Besides their freedom, the workers also have permission to look for work.
The workers have been given a document advising them “that per the Assistant United States Attorney assigned to this case, all persons involved with the Yamato Engine Specialists . . . should be afforded the benefit of Deferred Action and an Employment Authorization Document, valid for the duration of this case.”
The workers also have the option of declining the release and work permit offer and returning to their home country.
President Barack Obama and his Secretary of Homeland Security, Janet Napolitano, have indicated they want to shift immigration enforcement policy away from workplace raids that target workers, cracking down instead on the employers who hire those workers.
ICE officers arrested 28 workers in last month’s raid. Three were women who were released later in the day to care for their children, pending a hearing on their immigration status. Guillen said two others have already been deported, but all of the rest have now been released.

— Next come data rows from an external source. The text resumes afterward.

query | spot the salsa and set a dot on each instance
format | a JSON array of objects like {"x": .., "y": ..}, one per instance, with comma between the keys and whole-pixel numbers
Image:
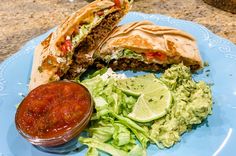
[{"x": 53, "y": 109}]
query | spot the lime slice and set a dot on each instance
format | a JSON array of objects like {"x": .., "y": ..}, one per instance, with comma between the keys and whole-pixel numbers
[
  {"x": 136, "y": 86},
  {"x": 154, "y": 100}
]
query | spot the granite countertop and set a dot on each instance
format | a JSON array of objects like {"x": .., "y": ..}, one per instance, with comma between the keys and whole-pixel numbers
[{"x": 26, "y": 19}]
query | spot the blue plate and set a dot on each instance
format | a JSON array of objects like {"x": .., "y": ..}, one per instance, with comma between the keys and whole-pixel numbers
[{"x": 215, "y": 137}]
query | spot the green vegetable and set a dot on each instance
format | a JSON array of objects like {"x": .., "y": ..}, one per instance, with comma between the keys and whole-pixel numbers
[
  {"x": 112, "y": 131},
  {"x": 125, "y": 53},
  {"x": 192, "y": 104},
  {"x": 102, "y": 146},
  {"x": 92, "y": 152}
]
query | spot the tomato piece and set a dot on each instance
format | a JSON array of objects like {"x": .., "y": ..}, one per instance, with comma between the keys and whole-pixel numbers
[
  {"x": 156, "y": 55},
  {"x": 66, "y": 46},
  {"x": 100, "y": 13},
  {"x": 117, "y": 3},
  {"x": 63, "y": 48}
]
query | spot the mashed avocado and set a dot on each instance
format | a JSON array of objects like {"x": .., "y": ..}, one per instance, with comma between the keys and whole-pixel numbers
[{"x": 192, "y": 104}]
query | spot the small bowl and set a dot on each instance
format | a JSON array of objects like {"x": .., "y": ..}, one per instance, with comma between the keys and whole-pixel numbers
[{"x": 35, "y": 95}]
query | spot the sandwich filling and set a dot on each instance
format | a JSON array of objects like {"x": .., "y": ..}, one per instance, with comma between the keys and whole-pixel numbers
[
  {"x": 126, "y": 59},
  {"x": 82, "y": 59}
]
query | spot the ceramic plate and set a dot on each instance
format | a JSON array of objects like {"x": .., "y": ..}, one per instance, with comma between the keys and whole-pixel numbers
[{"x": 216, "y": 136}]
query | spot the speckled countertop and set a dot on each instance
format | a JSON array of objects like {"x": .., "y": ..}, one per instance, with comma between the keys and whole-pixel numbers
[{"x": 22, "y": 20}]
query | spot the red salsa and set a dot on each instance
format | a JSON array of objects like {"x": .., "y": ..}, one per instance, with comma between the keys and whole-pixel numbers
[{"x": 53, "y": 109}]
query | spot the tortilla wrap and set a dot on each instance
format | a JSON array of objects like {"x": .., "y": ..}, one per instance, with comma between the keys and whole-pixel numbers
[{"x": 144, "y": 37}]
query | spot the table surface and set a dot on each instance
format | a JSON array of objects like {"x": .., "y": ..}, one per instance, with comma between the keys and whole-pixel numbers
[{"x": 23, "y": 20}]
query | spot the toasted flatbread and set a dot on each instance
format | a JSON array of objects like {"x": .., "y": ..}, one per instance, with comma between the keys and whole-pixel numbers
[{"x": 156, "y": 45}]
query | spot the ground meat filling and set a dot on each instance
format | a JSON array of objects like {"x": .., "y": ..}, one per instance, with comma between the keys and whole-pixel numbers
[
  {"x": 130, "y": 64},
  {"x": 81, "y": 60}
]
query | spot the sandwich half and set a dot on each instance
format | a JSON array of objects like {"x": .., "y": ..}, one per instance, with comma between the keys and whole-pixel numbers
[
  {"x": 68, "y": 51},
  {"x": 144, "y": 46}
]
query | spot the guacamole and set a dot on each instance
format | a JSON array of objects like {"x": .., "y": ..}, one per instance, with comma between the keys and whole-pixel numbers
[{"x": 192, "y": 103}]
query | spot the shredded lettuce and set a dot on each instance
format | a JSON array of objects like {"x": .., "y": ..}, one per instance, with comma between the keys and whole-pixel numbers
[
  {"x": 125, "y": 53},
  {"x": 110, "y": 129}
]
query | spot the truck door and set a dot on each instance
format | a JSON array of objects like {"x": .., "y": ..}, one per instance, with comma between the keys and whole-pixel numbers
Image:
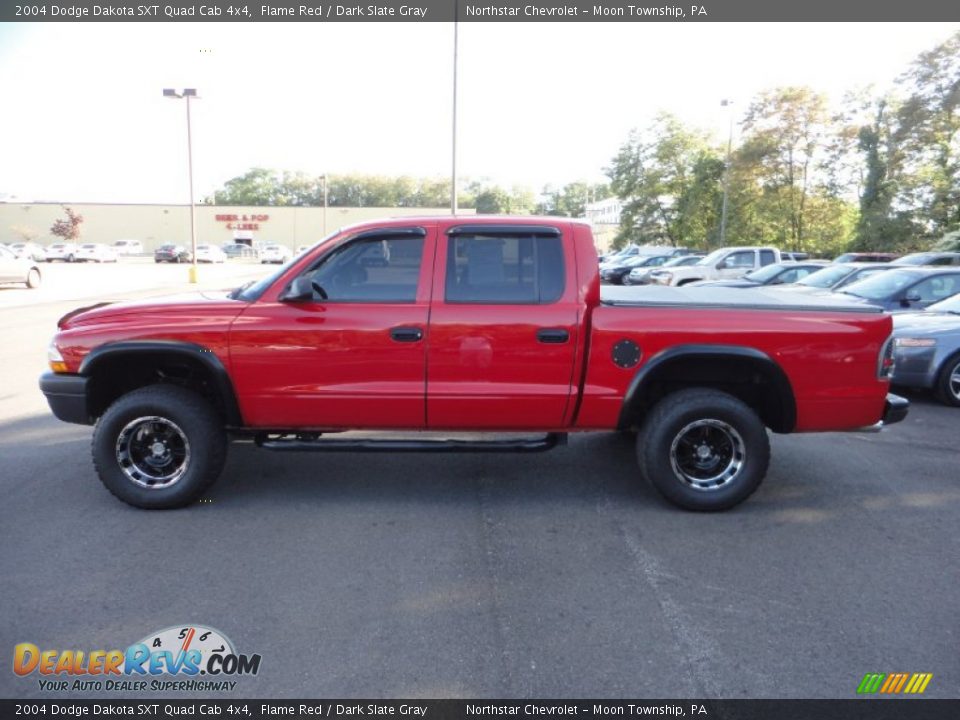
[
  {"x": 351, "y": 356},
  {"x": 503, "y": 328}
]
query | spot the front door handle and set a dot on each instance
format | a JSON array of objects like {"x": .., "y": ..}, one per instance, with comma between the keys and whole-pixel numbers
[
  {"x": 407, "y": 334},
  {"x": 552, "y": 336}
]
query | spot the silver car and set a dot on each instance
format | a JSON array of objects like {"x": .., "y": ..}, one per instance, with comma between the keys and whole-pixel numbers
[
  {"x": 926, "y": 349},
  {"x": 14, "y": 269}
]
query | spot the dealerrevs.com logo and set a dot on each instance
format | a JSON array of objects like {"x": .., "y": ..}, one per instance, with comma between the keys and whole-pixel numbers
[{"x": 182, "y": 657}]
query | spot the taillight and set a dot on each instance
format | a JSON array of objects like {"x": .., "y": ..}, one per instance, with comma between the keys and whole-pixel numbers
[{"x": 886, "y": 362}]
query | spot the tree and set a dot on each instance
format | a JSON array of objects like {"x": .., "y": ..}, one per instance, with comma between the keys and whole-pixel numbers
[
  {"x": 69, "y": 228},
  {"x": 668, "y": 178}
]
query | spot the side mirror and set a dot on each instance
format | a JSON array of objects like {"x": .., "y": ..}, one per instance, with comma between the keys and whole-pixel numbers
[{"x": 300, "y": 290}]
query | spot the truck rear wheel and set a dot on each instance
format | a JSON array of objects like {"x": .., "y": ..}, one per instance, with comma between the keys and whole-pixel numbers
[
  {"x": 159, "y": 447},
  {"x": 703, "y": 449}
]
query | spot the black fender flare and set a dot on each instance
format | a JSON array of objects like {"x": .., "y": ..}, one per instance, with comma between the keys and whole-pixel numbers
[
  {"x": 206, "y": 357},
  {"x": 648, "y": 372}
]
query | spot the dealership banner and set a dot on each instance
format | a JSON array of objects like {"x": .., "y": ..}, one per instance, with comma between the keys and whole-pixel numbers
[
  {"x": 462, "y": 709},
  {"x": 466, "y": 11}
]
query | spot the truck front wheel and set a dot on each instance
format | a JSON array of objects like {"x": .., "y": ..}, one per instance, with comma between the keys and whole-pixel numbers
[
  {"x": 159, "y": 447},
  {"x": 703, "y": 449}
]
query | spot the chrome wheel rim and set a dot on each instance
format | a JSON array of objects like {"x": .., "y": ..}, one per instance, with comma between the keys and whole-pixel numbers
[
  {"x": 954, "y": 381},
  {"x": 153, "y": 452},
  {"x": 707, "y": 455}
]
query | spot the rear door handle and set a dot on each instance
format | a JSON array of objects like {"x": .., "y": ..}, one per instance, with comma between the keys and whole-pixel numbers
[
  {"x": 552, "y": 336},
  {"x": 407, "y": 334}
]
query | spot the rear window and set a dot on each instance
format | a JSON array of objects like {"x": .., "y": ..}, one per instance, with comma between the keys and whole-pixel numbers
[{"x": 504, "y": 269}]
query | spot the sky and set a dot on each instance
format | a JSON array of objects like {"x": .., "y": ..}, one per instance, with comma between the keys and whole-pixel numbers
[{"x": 84, "y": 119}]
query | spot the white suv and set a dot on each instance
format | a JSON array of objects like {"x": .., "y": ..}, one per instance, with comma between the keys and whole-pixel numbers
[{"x": 722, "y": 264}]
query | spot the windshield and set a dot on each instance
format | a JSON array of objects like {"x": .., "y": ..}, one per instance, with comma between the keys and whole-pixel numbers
[
  {"x": 917, "y": 259},
  {"x": 950, "y": 305},
  {"x": 764, "y": 274},
  {"x": 882, "y": 286},
  {"x": 713, "y": 258},
  {"x": 828, "y": 277}
]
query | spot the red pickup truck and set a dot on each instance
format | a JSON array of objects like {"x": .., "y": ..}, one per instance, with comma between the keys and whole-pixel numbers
[{"x": 464, "y": 324}]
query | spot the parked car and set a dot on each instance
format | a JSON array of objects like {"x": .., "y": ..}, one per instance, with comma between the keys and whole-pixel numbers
[
  {"x": 172, "y": 253},
  {"x": 641, "y": 275},
  {"x": 128, "y": 247},
  {"x": 722, "y": 264},
  {"x": 866, "y": 257},
  {"x": 930, "y": 258},
  {"x": 28, "y": 251},
  {"x": 210, "y": 254},
  {"x": 64, "y": 252},
  {"x": 783, "y": 273},
  {"x": 517, "y": 337},
  {"x": 907, "y": 288},
  {"x": 926, "y": 349},
  {"x": 234, "y": 250},
  {"x": 838, "y": 275},
  {"x": 14, "y": 269},
  {"x": 615, "y": 271},
  {"x": 96, "y": 252},
  {"x": 275, "y": 254},
  {"x": 645, "y": 263}
]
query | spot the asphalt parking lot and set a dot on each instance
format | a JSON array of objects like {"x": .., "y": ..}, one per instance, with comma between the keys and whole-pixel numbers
[{"x": 552, "y": 575}]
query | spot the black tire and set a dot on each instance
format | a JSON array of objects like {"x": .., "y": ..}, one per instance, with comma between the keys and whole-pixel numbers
[
  {"x": 734, "y": 442},
  {"x": 194, "y": 455},
  {"x": 948, "y": 390}
]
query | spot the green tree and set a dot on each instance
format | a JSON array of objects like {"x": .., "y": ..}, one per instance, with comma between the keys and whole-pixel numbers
[{"x": 68, "y": 228}]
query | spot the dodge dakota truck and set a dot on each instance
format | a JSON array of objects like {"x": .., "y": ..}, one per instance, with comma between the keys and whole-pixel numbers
[{"x": 480, "y": 325}]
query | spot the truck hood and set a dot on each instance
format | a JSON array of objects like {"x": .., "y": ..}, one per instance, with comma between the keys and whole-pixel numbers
[
  {"x": 925, "y": 323},
  {"x": 185, "y": 304}
]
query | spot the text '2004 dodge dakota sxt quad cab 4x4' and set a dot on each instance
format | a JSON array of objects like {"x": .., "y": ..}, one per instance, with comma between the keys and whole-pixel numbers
[{"x": 479, "y": 324}]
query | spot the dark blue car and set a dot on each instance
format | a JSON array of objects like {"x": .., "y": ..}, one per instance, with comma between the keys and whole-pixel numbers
[{"x": 907, "y": 288}]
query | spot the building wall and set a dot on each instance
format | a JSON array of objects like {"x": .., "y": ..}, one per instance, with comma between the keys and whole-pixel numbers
[{"x": 155, "y": 225}]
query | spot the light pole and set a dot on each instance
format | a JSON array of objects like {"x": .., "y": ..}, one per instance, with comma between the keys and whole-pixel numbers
[
  {"x": 726, "y": 175},
  {"x": 453, "y": 170},
  {"x": 189, "y": 94},
  {"x": 324, "y": 178}
]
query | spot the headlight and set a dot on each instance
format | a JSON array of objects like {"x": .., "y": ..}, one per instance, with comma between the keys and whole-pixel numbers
[
  {"x": 55, "y": 359},
  {"x": 915, "y": 342}
]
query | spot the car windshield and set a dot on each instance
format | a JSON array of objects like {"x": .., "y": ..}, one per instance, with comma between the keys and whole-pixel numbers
[
  {"x": 881, "y": 286},
  {"x": 764, "y": 274},
  {"x": 714, "y": 257},
  {"x": 950, "y": 305},
  {"x": 828, "y": 277},
  {"x": 917, "y": 259}
]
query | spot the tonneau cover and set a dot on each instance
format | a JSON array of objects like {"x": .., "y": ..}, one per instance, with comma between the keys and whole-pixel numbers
[{"x": 761, "y": 298}]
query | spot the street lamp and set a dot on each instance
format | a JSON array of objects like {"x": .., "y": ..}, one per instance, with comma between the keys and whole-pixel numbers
[
  {"x": 453, "y": 170},
  {"x": 189, "y": 94},
  {"x": 324, "y": 178},
  {"x": 726, "y": 175}
]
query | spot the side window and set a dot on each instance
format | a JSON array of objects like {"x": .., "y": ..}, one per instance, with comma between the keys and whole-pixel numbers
[
  {"x": 371, "y": 270},
  {"x": 741, "y": 259},
  {"x": 935, "y": 289},
  {"x": 504, "y": 269}
]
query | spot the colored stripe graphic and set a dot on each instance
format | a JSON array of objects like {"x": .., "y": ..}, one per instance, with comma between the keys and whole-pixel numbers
[{"x": 894, "y": 683}]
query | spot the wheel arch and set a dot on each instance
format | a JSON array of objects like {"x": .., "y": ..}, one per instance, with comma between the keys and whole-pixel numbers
[
  {"x": 130, "y": 364},
  {"x": 744, "y": 372}
]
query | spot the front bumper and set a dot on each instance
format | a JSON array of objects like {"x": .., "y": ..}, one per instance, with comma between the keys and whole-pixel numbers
[
  {"x": 895, "y": 409},
  {"x": 67, "y": 397}
]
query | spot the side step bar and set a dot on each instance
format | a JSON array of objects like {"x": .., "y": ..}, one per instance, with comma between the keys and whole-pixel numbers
[{"x": 520, "y": 445}]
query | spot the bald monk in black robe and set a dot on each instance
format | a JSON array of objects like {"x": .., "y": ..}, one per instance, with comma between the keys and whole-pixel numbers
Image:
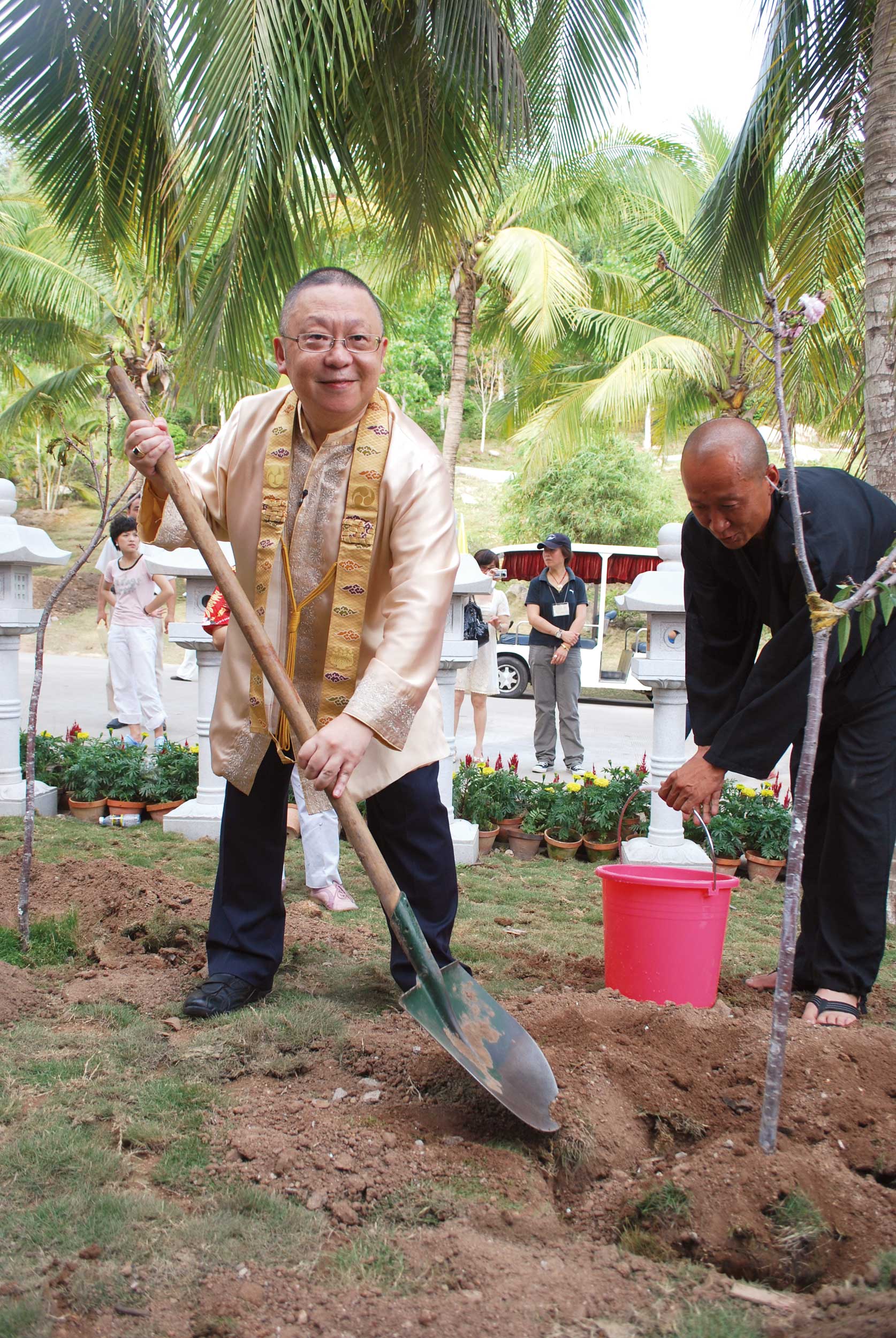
[{"x": 740, "y": 573}]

Guillen said the freeing of workers was surprising, because those detained in immigration raids can expect to be jailed for months to await a hearing, unless they can post large amounts of bail or are willing to accept immediate return to their homelands.
While the release of the workers is a welcome development, Guillen also expressed concern that the workers are being confronted with complex legal decisions about the consequences of cooperating in a federal investigation, without having lawyers to represent them. She said the workers have been told to expect further questioning from Immigration and Customs Enforcement agents.